Why Agnes? I don't know, it's just the name that this cap makes me think of. We can say it's because of Agnes Grey, eponymous heroine of a novel by my favorite Brontë. I had drafted the pattern up from The Workwoman's Guide for an event last year and then had it sitting around, so I thought I might as well make it easily available to other people since it doesn't need sizing.

But most importantly ... The Pink Pingat (bodice-only version)


This has been a very long time coming, as you may remember, and it's a huge weight off of my shoulders to have it finally available to the public. (The belt and chemisette - the latter not in this photo - will be available at some time in the future.) I really hope that people enjoy it - it's a great dress.
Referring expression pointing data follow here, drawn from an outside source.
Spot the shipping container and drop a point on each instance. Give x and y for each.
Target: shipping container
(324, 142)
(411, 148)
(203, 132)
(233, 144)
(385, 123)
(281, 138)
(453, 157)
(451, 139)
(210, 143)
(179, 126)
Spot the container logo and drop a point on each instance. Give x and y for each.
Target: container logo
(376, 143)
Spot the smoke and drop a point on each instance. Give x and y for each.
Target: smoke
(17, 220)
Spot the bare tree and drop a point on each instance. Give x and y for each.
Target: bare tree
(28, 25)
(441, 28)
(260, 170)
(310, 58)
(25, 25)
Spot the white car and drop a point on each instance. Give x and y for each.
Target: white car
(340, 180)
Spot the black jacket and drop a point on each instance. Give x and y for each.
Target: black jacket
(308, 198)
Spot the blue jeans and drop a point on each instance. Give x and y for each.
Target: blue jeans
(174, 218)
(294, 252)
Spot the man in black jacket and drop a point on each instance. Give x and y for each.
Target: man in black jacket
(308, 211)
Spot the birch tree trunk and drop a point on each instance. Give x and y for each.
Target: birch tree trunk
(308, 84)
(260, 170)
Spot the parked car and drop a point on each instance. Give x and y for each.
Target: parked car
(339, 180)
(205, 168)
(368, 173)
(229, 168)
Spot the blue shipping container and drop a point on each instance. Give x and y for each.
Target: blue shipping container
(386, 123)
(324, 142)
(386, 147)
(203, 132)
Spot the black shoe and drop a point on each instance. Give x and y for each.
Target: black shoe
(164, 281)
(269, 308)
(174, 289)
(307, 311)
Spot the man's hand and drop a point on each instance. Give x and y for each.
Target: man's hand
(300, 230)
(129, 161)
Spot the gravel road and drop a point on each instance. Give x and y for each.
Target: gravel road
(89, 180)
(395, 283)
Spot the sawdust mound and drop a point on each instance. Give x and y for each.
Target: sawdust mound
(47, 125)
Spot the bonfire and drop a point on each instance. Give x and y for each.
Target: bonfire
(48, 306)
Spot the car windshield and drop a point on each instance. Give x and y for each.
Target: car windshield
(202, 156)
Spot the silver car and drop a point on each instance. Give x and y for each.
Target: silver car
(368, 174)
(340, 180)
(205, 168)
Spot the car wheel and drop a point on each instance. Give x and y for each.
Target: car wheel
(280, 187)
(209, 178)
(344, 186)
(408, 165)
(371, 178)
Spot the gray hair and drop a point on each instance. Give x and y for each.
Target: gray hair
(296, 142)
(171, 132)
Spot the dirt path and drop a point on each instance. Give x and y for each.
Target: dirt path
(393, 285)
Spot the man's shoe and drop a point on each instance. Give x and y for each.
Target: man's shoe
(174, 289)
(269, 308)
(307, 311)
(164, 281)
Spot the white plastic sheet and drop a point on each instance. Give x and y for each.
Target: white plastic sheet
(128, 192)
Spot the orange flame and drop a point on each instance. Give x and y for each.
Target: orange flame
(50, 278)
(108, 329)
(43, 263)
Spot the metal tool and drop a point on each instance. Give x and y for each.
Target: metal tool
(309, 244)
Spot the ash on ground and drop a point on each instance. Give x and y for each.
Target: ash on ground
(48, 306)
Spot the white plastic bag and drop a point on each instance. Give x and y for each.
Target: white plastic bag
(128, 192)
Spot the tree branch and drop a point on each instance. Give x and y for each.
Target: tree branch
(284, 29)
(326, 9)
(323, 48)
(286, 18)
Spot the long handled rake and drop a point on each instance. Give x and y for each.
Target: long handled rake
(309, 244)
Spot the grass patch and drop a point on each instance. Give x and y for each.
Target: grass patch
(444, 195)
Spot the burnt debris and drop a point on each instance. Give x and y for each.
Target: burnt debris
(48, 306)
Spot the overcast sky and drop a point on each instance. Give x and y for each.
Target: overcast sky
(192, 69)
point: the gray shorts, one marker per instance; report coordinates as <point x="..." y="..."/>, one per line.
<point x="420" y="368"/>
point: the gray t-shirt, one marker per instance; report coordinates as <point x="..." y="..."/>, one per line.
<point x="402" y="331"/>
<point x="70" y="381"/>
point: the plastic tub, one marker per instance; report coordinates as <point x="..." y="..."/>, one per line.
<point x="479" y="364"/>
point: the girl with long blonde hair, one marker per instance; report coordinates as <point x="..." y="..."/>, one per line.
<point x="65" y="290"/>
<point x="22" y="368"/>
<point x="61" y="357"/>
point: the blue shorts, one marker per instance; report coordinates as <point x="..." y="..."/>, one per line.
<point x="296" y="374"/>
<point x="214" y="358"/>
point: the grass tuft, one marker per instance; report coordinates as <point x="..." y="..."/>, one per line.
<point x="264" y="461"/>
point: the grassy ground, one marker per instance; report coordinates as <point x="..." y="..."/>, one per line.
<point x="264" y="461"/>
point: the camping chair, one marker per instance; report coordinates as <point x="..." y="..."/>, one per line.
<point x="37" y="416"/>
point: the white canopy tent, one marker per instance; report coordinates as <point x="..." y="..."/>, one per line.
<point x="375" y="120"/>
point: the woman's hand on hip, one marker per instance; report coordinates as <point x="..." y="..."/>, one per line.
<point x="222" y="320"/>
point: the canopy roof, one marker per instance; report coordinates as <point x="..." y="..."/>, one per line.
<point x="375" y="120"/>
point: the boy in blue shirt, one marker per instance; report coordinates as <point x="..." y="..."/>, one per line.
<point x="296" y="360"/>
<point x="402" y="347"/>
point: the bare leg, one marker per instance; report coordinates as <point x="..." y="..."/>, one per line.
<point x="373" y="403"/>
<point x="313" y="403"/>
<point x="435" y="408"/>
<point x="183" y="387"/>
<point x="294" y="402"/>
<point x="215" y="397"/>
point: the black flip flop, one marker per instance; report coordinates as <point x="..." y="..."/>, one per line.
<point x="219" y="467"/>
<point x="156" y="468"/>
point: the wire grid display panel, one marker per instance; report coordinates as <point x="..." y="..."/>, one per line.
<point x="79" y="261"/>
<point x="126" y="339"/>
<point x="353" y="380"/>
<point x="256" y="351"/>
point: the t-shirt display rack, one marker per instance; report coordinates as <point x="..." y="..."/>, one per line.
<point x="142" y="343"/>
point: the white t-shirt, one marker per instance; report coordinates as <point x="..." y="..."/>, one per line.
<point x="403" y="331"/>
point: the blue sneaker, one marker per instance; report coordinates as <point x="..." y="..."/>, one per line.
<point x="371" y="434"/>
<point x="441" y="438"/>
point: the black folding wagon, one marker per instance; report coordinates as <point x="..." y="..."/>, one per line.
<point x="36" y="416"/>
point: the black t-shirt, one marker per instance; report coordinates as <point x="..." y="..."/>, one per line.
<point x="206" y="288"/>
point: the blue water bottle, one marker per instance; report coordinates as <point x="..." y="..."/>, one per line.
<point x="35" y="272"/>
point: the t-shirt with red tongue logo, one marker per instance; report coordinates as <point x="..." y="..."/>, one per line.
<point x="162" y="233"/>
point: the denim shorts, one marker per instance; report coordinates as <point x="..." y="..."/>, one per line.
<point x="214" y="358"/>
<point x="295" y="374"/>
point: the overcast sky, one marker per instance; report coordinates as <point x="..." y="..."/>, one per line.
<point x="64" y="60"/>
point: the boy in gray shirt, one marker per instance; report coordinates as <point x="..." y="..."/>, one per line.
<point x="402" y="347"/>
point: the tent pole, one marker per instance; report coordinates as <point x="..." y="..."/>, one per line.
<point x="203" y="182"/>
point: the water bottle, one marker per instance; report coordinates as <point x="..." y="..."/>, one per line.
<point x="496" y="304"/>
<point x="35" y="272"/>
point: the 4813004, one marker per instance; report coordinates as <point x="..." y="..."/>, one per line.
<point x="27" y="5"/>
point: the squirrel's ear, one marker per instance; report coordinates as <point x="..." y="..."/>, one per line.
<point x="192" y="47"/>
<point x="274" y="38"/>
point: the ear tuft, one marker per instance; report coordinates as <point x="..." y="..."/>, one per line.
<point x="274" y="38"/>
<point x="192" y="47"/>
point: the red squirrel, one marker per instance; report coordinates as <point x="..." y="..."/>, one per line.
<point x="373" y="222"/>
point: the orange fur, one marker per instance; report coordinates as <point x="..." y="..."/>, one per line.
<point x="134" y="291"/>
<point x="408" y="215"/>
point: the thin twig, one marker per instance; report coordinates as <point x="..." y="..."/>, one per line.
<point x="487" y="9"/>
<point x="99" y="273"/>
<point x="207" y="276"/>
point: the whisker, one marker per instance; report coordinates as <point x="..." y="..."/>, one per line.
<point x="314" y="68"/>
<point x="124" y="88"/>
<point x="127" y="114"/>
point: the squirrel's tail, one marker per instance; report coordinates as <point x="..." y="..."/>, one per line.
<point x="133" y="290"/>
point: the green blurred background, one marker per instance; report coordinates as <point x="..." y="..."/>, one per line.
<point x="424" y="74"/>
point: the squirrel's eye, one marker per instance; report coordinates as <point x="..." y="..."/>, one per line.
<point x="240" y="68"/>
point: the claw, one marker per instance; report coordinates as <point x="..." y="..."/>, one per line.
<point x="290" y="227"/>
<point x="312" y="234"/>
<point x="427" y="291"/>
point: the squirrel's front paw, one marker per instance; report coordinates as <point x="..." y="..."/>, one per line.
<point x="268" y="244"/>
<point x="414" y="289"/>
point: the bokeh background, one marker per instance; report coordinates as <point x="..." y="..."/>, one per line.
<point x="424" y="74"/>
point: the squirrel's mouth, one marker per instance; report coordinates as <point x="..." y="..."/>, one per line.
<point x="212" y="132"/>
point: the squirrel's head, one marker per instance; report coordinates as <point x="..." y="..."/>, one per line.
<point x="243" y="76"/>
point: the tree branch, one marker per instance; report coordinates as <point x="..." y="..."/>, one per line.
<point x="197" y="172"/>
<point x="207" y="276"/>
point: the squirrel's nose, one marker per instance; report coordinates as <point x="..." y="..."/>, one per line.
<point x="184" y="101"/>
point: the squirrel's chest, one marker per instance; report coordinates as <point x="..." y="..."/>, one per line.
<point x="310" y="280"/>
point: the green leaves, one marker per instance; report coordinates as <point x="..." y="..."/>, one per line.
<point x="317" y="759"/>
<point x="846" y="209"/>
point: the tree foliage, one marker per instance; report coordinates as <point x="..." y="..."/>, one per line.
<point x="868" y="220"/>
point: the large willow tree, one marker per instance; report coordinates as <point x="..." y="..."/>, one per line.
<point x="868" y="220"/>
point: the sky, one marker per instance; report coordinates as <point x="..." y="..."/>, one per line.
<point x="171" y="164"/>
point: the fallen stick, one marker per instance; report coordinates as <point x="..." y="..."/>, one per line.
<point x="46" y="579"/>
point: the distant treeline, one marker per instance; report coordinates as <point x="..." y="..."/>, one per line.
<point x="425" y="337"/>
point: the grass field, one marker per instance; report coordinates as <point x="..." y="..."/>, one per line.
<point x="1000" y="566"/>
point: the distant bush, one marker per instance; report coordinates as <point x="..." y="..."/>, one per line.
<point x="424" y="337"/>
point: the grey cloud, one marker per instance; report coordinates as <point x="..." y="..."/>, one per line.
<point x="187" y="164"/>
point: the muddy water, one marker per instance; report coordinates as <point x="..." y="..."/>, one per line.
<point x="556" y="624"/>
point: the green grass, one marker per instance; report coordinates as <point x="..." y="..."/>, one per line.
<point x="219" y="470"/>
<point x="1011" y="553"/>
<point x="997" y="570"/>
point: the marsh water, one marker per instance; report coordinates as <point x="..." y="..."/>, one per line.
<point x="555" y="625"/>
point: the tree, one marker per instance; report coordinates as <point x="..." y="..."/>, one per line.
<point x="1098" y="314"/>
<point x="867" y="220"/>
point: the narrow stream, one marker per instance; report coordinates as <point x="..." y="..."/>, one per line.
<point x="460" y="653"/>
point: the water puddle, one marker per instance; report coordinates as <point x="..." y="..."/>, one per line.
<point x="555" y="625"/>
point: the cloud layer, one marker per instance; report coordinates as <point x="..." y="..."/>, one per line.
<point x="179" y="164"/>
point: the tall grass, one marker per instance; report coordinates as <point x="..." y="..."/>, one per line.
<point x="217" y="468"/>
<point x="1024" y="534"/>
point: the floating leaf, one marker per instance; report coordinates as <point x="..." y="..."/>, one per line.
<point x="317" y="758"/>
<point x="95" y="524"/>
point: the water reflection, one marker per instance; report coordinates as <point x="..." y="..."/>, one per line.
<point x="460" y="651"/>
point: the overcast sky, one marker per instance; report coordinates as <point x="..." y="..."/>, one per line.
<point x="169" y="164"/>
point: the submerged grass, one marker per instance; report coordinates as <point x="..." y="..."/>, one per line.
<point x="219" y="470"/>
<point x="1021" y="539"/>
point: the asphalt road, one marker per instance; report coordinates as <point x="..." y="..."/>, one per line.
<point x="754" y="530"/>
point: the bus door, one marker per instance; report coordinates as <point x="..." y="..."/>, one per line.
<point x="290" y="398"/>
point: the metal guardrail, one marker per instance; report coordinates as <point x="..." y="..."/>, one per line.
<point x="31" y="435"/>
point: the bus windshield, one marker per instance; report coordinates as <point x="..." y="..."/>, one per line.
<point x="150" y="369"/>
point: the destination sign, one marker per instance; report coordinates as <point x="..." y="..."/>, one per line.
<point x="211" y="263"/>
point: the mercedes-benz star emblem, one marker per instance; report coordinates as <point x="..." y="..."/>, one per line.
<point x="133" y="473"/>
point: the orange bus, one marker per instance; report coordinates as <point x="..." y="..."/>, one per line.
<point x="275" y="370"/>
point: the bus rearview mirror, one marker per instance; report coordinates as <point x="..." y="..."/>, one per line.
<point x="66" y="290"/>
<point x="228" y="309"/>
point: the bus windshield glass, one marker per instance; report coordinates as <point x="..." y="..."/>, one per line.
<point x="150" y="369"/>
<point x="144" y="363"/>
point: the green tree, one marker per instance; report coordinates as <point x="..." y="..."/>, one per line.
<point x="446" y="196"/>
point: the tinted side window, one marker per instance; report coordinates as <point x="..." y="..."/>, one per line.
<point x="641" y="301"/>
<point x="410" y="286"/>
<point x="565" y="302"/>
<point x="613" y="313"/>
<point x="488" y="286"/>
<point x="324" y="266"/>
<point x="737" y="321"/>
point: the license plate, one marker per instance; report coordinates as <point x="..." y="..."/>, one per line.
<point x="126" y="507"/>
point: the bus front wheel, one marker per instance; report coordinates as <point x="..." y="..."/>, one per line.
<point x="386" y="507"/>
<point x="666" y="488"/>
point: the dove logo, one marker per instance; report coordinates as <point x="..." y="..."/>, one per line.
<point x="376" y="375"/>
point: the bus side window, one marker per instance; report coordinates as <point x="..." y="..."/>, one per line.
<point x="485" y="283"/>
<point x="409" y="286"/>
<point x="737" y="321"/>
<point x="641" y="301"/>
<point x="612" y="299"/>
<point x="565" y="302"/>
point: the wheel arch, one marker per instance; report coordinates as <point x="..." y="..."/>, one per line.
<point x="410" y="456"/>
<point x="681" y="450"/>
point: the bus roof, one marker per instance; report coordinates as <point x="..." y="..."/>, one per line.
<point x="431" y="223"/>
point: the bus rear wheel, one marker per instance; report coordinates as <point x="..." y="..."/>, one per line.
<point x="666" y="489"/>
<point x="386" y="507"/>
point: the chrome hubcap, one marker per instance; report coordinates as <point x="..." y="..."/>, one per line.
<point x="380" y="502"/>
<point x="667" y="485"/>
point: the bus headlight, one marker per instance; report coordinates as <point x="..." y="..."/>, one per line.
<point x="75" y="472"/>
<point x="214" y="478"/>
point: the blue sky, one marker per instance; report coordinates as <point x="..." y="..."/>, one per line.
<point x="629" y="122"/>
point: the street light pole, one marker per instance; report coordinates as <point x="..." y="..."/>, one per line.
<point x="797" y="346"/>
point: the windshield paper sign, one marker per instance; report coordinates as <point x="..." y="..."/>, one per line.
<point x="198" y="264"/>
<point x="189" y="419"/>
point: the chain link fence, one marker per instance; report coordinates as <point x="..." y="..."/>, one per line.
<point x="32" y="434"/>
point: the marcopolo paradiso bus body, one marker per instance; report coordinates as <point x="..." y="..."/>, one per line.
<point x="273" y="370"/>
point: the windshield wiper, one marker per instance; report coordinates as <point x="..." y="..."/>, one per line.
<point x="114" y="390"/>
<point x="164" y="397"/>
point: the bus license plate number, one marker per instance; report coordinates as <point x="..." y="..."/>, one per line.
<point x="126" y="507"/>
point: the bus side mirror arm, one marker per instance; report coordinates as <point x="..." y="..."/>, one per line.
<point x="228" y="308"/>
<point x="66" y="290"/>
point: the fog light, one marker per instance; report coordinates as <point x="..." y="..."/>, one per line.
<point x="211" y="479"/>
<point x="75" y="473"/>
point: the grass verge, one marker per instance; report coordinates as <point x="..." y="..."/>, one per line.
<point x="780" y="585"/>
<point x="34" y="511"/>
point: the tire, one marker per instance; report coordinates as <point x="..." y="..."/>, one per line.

Best of all, with a little tweaking it can be used for evening gowns from about 1865 to about 1875! The styling of the bodice is fashionable from roughly 1865 to 1872, and could be pushed a few years later if one doesn't mind looking a little out of date, and the gored skirt can be worn over either an elliptical hoop or a bustle. That being said, if wearing it with a bustle it would be more appropriate to add a short overskirt, as those came in around 1869.

Now that I feel more confident about dealing with more complex garments, I'll be bringing out some more interesting patterns! These should soon include:

- the purple satin spencer from Regency Women's Dress (at Old Sturbridge Village)

- the "peacock" dress I made for a wedding in 2015 (at the New York State Museum)

- a Double-Ve corset waist (at the St. Lawrence County Historical Association)

... and many more! I'm trying to make sure to switch periods between each pattern so as to get a good mix, but I really want to do everything I've taken a pattern from over the past ten years, which is making it hard to decide.